As a man, I found the documentary to be yet another tiresome misandrist manifesto (pardon me, womanifesto) declaring Men as The Enemy and Women as Eternal Victims (of Men). Its presentation, to me, was offensive, simplistic, and ridiculing. The male narrator alone deserves a good, swift kick in the cojones for his annoying, belittling tone.

Not all physical attacks on women are by men. I would have been more receptive to BBB had the producers been equitable and also reported on women-on-women violence. Case 1: the recent shooting of Marshae Jones in Alabama.
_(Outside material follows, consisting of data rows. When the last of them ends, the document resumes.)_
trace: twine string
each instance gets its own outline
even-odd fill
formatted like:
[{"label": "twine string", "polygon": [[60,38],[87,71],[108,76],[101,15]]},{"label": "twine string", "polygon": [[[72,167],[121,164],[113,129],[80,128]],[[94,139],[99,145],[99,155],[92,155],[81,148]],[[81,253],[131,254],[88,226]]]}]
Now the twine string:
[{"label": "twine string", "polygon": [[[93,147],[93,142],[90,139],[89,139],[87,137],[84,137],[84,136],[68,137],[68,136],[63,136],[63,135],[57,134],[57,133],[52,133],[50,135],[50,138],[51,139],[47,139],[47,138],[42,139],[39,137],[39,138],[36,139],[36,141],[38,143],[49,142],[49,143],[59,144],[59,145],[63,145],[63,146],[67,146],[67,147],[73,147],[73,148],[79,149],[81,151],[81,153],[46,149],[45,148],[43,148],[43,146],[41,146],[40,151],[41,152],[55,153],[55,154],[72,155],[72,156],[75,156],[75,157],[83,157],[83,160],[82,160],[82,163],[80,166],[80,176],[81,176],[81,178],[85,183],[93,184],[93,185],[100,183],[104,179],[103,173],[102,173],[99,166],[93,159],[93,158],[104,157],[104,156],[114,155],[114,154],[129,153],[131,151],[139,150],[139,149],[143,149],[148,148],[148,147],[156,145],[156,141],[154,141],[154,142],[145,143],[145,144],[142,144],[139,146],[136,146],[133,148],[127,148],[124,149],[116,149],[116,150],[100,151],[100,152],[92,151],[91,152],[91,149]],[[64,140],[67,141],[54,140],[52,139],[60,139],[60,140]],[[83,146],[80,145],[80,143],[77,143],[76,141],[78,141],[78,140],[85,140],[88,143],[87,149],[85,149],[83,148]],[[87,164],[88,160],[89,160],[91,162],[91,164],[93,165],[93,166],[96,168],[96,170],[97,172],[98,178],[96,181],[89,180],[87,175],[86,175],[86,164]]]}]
Case 2: a woman friend who was brutally battered and bloodied by a psychotic member of her own sex (for being overweight) -- that case was also in the national news.

Yes, self-defense is good to know. But, it is no guarantee against being victimized. While in college I took a class in self-defense . . . skills that were absolutely useless when I was mugged several years later. The mugger held me up at gunpoint (guns: the great equalizer) and didn't even bother to get out of his car. Because a judo flip, karate chop, or wrestling chokehold can't deflect a bullet, I complied with the mugger's order and handed over my wallet.

Role model Nia Sanchez (2014 Miss USA), profiled in BBB, is a fourth-degree Black Belt. What happens when male attackers also know martial arts? See the news story on Rachael Ostovich-Berdon. What happens if Ms. Sanchez is attacked by a FIFTH-degree Black Belt? Again, martial arts does not endow someone with invincibility. See the news story about Olympic Judo medalist Dirk Van Tichelt.

. . . and what happens when male predators watch BBB ("Hmmm. Looks like I better take a self-defense class!")?

The Web is scrofulous with videos and news stories (many of which hail from Brazil) of women beating up men and besting male attackers. Perversely, much of such entertainment is consumed by, produced by and produced for a weird subculture of submissive, masochistic "men" who get off on being physically, psychologically, and verbally dominated and humiliated by "Amazon women."

Male aggression, male violence, and "toxic masculinity" do not result because they are learned behaviors taught only by men to men. Women need to take responsibility in such inculcation. When women pay more than lip service to wanting "men to become more like women" (and in the idealistic context of "equality," what does THAT even mean?) . . .

. . . when women start walking their talk and begin admiring, desiring, and respecting the "Sensitive Man" ("beta males," "omega males") instead of wetting their panties over macho male sports jocks and military jarheads and romantically fantasizing about fifty shades of alpha dog magnates . . .

. . . MAYBE the world will change and peace, love, and harmony between the sexes will blossom, flower, thrive, and prevail. Until then, take your empowering self-defense classes, Wonder Woman, and address the symptom but not the cause of the problem.